In the analysis of cryptoprotocols, however, we may make use of the specific properties of intruders of the type described above. Since the deduction system is, in semantic fact, deterministic despite the internal actions, we can use partial-order techniques to optimize the exploration. Each state of the intruder has a unique final tau successor; our approach to simplifying the exploration of systems containing an intruder is thus to consider not the parallel process described in the previous section, but the state machine which results from replacing any intruder state by its ultimate tau successor, and to eliminate the internal actions of the intruder from our representation of the process altogether. In effect we evaluate the effect of internal actions of the intruder before considering the intruder's interaction with the environment. This eager evaluation of transitions out of a single state does not, of course, prevent our exploring the actual state space itself in a lazy fashion.

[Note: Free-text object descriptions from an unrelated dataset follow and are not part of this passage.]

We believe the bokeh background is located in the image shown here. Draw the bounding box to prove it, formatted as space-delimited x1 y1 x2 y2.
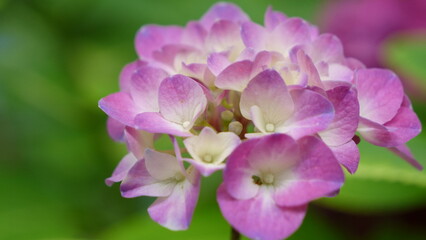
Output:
1 0 426 239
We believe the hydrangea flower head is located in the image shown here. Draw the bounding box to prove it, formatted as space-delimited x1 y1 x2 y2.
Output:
99 2 422 239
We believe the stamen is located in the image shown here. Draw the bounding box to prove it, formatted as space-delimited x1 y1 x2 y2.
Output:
263 173 274 184
265 123 275 132
182 121 191 129
203 154 213 163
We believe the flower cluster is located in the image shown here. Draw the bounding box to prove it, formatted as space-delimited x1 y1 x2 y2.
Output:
99 3 422 240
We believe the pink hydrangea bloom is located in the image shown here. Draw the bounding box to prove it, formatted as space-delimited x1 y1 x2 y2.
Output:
99 2 422 239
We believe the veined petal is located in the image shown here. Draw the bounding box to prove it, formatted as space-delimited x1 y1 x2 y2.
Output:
358 106 421 147
207 52 231 76
215 60 253 91
144 149 184 181
307 33 345 64
241 21 267 50
200 2 249 30
130 66 169 113
183 127 241 176
319 85 359 146
148 168 201 231
135 25 183 59
217 184 307 240
205 20 243 54
119 60 146 92
274 136 344 207
223 138 261 200
279 88 334 139
295 49 323 88
98 92 141 127
356 69 404 124
270 18 313 54
135 112 192 137
124 127 154 159
240 70 294 128
159 74 207 128
329 140 360 174
120 159 176 198
105 153 138 186
264 7 287 30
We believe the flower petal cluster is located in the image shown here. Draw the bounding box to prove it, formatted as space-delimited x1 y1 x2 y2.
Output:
99 2 422 239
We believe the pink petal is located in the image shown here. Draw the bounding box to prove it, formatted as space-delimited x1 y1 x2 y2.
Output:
148 169 200 230
105 153 138 186
135 112 192 137
295 49 323 88
98 92 141 127
107 117 125 141
200 2 249 30
329 140 360 174
130 66 169 113
119 60 146 92
217 184 307 240
241 21 267 50
144 149 183 180
135 25 183 59
207 52 230 76
240 70 294 126
181 21 207 49
183 158 225 177
319 85 359 146
264 6 287 30
205 20 243 54
282 88 334 139
223 138 261 200
356 69 404 124
215 60 253 91
307 34 345 64
158 74 207 128
358 106 421 147
123 127 154 159
274 136 344 207
271 18 313 54
389 144 423 170
120 159 176 198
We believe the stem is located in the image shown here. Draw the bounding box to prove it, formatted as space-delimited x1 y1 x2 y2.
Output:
230 226 241 240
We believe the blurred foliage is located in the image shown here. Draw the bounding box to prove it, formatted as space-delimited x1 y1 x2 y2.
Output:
0 0 425 239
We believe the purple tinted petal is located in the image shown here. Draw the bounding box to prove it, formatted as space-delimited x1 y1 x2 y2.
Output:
241 21 267 50
223 138 261 200
98 92 141 127
130 66 169 112
120 159 175 198
264 7 287 30
206 20 243 53
119 60 146 92
159 74 207 128
107 117 125 141
240 70 294 127
148 169 200 230
124 127 154 159
356 69 404 124
307 34 345 64
274 136 344 207
329 140 360 174
271 18 313 54
389 144 423 170
135 112 192 137
181 21 207 49
215 60 253 91
105 153 138 186
319 85 359 146
282 88 334 139
183 158 225 177
207 52 230 76
217 184 307 240
144 149 182 181
296 49 323 88
135 25 183 59
200 2 249 30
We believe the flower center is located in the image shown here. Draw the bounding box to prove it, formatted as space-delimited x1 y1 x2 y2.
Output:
174 172 185 182
182 121 191 129
265 123 275 132
252 173 275 185
202 154 213 163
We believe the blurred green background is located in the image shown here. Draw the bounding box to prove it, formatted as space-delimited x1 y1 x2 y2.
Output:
1 0 426 239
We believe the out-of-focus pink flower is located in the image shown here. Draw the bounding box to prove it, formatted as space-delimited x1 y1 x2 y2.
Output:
322 0 426 67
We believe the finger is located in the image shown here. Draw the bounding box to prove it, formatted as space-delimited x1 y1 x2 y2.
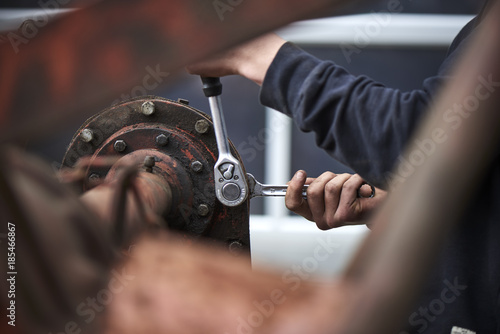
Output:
334 174 367 225
358 183 375 198
286 176 315 185
323 173 352 228
357 187 387 214
307 171 336 230
286 170 313 221
363 188 388 229
304 177 315 185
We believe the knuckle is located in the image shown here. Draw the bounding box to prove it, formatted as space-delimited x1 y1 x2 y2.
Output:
323 171 336 178
325 181 341 194
342 180 358 192
307 186 323 200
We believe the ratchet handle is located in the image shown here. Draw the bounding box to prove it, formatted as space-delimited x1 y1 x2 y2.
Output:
201 77 222 97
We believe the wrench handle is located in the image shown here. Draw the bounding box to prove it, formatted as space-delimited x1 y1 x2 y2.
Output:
201 77 222 97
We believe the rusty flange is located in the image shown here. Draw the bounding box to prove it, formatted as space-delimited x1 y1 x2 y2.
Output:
62 96 250 252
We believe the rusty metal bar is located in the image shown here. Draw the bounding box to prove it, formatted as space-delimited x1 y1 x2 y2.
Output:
0 0 362 144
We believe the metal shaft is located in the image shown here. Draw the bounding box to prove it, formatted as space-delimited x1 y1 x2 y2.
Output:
209 95 232 157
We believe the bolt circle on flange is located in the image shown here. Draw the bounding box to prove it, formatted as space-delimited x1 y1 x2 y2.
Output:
114 140 127 153
62 97 250 249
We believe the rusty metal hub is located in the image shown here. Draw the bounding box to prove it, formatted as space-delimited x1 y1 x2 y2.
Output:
62 96 250 250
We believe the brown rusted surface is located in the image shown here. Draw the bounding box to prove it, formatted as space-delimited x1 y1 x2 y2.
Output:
0 0 357 144
103 233 352 334
0 146 112 334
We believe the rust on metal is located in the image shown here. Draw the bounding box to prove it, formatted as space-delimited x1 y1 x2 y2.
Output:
62 96 250 248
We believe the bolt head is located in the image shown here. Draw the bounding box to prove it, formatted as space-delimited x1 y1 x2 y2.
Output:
191 161 203 173
80 128 94 143
143 156 156 168
88 173 100 183
195 119 210 134
228 241 243 255
114 140 127 153
156 134 169 146
141 101 156 116
197 204 210 217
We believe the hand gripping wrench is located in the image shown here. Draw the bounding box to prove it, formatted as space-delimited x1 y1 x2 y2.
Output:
246 173 375 199
201 77 248 207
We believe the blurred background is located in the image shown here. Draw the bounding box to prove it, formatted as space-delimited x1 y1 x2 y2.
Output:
0 0 482 277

The FDR2 system provides a highly flexible interface for adding transformations on state machines, and the tau-removal scheme described above has been implemented using this facility. The resulting transformation is available as an external function "chase" in the FDR2 input language.

Interfacing with the legitimate agents

The legitimate agents of the system are coded so that all of their interactions with one another are to be carried over a channel "comm":

    channel comm : Agent.Agent.MESSAGES

The first index represents the purported sender of the message, and the second the intended receiver.

Rather than simply wire the "comm" channel point-to-point between the agents, the parallel composition of the system needs to allow for the potential actions of the spy. This is mediated by two additional channels of the same type, "take" and "fake". Renaming is used to present a choice of external action when an agent engages in a "comm". At the attacker's end, "hear" events are renamed to give a choice between the "comm" between two agents (modeling simple overhearing) and the corresponding "take" event (modeling complete capture). [In both cases, we must take care that a legitimate agent is involved as the sender; otherwise the spy could learn facts from overhearing itself!] The "say" events could be renamed to "fake" between any two agents, but in practice, there can be nothing to be gained in faking messages to himself:

    SYSTEM =
      chase(SPY) [[ hear<-comm.l.a, hear<-take.l.a, say<-fake.a.l |
                    l<-Legitimate, a<-Agent ]]
      [| {| comm, take, fake |} |]
      || id : Legitimate
        [ {| comm.id, take.id, comm.a.id, fake.a.id | a <- agent |} ]
          AGENT(id) [[ comm.id<-comm.id, comm.id<-take.id,
                       comm.a.id<-comm.a.id, comm.a.id<-fake.a.id |
                       a <- agent ]]

The renaming of one event to several means that which happens is at the choice of the environment, while the process within the renaming has no way of telling which way this has been resolved. If we now hide the "comm", "take" and "fake" channels, the choice becomes nondeterministic. All the dastardly cunning possible to the spy is captured by the simple expedient of exploring the effect of every random sequence of communications available to him by which he might try to inject a spanner into the works!

Optimizations

The presentation above has aimed at presenting the ideas with as little clutter as possible. There are a number of simple optimizations which significantly improve the performance, particularly of compiling the low-level machines. For example, the sets of messages and deductions associated with each fact can be pre-computed.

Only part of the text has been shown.